Accordingly, the influences on the sensor's electrode reaction are
also greatly reduced.
[0026] The oxidoreductase contained in the reagent layer can be
appropriately selected according to the substrate contained in a
sample. Examples of the oxidoreductase for use include fructose
dehydrogenase, glucose oxidase, glucose dehydrogenase, alcohol
oxidase, lactate oxidase, cholesterol oxidase, xanthine oxidase and
amino acid oxidase.
[0027] As the electron mediator, there are potassium ferricyanide,
p-benzoquinone, phenazine methosulfate, methylene blue, a ferrocene
derivative, an osmium complex, a ruthenium complex and the like.
Even when oxygen is used as the electron mediator, the current
response can be obtained. They may be used singly or in combination
of two or more. It is to be noted that the term "electron mediator"

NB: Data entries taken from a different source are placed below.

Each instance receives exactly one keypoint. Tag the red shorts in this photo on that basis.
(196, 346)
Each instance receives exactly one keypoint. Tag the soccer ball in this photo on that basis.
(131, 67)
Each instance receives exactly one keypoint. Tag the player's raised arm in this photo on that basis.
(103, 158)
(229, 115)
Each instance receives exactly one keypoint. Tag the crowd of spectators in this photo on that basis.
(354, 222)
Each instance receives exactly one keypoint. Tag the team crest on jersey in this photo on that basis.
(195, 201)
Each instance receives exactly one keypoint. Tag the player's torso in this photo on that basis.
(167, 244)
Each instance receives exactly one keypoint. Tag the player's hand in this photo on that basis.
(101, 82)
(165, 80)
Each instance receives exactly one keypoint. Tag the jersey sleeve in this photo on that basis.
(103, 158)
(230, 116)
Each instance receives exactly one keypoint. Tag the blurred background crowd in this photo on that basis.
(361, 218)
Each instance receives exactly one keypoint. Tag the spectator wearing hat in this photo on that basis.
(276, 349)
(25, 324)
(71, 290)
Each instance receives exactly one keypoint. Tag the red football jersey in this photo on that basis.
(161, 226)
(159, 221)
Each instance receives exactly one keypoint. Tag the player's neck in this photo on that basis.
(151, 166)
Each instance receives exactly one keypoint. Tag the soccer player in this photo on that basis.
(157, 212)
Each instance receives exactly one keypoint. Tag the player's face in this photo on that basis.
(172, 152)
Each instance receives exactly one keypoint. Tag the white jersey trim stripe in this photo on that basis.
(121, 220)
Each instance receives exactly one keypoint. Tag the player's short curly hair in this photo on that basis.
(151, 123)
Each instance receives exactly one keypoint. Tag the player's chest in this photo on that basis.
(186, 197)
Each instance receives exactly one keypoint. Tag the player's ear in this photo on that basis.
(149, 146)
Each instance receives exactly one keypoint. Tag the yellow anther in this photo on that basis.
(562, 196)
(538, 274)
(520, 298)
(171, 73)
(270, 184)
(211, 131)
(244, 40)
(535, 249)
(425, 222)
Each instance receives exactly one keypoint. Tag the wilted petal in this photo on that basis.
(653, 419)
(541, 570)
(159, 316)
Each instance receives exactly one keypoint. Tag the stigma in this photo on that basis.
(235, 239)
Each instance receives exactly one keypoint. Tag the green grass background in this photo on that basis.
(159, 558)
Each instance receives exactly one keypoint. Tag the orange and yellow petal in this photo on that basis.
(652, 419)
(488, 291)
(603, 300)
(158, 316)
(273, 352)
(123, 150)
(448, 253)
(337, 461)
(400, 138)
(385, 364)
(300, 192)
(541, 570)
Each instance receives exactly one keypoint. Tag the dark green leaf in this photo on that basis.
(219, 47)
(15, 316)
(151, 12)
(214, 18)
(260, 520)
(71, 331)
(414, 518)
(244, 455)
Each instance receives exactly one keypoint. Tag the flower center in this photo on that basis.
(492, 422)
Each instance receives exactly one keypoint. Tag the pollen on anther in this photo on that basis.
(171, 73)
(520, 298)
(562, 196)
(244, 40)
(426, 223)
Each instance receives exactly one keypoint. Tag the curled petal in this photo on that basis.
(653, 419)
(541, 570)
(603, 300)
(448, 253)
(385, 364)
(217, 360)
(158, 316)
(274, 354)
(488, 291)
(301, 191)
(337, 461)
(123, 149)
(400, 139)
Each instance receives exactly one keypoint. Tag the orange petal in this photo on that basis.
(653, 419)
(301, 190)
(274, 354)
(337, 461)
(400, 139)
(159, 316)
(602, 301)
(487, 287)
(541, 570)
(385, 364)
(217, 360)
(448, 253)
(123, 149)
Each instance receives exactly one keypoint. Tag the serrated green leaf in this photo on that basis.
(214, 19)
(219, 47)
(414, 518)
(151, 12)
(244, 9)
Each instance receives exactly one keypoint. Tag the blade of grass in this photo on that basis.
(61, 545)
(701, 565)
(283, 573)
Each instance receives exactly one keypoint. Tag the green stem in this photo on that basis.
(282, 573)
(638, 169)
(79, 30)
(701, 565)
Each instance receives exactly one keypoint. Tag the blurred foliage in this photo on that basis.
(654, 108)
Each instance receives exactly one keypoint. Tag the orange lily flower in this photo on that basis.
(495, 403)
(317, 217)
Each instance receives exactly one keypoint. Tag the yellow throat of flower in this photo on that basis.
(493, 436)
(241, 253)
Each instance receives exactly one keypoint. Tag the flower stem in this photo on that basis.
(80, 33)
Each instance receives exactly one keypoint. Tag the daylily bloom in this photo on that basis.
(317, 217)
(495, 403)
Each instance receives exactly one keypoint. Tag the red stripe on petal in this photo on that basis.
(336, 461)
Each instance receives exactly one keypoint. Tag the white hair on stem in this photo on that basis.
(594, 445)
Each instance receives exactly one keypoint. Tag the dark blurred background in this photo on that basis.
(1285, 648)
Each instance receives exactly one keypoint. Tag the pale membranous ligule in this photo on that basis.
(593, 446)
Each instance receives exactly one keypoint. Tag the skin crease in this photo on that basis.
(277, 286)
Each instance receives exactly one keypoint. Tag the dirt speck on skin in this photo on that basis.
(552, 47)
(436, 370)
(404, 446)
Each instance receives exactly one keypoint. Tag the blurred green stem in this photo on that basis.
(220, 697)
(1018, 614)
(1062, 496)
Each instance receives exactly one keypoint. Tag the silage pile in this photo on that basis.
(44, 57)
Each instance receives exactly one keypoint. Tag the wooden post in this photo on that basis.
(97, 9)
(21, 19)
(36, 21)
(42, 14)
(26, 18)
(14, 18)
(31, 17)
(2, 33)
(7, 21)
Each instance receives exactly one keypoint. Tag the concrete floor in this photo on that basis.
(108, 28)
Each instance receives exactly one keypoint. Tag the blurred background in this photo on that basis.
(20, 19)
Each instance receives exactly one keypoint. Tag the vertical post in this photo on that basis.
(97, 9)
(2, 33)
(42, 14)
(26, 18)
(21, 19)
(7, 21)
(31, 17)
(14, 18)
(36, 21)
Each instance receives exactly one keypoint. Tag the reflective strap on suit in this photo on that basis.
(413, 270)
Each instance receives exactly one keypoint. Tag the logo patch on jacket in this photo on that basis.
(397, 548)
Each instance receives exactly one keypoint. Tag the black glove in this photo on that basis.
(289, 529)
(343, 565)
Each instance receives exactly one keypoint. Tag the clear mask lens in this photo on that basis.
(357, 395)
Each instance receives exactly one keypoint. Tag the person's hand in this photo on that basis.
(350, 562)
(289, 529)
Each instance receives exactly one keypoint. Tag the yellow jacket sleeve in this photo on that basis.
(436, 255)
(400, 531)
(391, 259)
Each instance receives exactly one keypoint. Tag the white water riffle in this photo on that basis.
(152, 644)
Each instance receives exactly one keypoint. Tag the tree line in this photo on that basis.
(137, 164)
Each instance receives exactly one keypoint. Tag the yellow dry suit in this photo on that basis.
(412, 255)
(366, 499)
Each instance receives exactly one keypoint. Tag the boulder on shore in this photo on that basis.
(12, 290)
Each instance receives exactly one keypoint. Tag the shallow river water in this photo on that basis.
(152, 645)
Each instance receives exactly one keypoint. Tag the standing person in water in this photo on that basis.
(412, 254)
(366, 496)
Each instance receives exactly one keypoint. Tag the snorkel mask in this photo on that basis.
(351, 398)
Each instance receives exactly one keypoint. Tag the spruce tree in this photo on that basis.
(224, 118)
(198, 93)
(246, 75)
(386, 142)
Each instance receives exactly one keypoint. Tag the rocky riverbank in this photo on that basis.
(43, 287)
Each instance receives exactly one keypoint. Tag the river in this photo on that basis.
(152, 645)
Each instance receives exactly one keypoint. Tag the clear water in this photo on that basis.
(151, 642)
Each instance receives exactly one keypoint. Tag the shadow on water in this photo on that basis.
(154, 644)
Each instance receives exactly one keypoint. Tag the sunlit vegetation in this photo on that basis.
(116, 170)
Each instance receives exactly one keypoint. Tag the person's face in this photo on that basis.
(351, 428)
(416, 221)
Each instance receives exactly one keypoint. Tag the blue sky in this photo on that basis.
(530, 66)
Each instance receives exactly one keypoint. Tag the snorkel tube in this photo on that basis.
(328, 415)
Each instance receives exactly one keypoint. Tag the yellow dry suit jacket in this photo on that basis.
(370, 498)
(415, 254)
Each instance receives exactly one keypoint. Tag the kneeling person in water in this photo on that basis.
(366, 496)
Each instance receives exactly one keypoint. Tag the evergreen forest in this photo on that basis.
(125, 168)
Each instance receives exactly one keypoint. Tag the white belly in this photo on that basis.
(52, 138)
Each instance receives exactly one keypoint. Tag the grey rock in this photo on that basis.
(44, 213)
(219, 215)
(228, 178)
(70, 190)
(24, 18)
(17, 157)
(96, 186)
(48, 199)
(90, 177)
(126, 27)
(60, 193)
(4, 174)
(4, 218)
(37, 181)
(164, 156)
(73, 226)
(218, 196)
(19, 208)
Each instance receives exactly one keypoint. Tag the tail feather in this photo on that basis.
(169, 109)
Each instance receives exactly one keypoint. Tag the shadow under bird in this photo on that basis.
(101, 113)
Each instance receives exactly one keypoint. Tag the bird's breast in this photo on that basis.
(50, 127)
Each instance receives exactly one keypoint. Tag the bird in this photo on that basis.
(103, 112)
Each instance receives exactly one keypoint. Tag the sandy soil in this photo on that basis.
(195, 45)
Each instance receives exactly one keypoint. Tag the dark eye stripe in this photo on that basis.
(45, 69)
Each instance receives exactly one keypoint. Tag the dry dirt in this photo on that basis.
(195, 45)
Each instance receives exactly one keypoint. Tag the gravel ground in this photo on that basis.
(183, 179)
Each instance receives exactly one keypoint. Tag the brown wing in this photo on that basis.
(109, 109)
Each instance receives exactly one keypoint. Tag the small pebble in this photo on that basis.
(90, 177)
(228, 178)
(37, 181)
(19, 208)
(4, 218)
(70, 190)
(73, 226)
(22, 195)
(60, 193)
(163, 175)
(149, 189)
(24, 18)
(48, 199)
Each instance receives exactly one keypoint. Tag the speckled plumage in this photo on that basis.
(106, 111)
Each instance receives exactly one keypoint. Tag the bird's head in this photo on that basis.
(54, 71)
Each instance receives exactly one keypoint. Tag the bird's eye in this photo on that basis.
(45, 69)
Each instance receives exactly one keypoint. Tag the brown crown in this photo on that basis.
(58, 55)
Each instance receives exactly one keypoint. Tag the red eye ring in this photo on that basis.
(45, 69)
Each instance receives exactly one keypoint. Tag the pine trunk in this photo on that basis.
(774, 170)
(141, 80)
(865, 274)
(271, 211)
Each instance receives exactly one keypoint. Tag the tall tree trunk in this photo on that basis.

used in this specification denotes a material which exchanges
electrons with the enzyme.
[0028] Particularly when the measurement system is an optical type,
the electron mediator can be a dye. Potassium ferricyanide and
phenazine methosulfate listed above can also be used as the
dye.
[0029] The member for elimination of interfering compounds, which
is the main feature of the present invention, includes a redox
agent which functions as an oxidant for oxidizing interfering
compounds and a carrier for immobilizing the redox agent. In the
case of the interfering compound being ascorbic acid, an agent
having a higher standard oxidation-reduction (redox) potential than
ascorbic acid, which has a standard oxidation-reduction potential
of 0.058 V, is preferably used as the redox agent which functions
as an oxidant for oxidizing interfering compounds.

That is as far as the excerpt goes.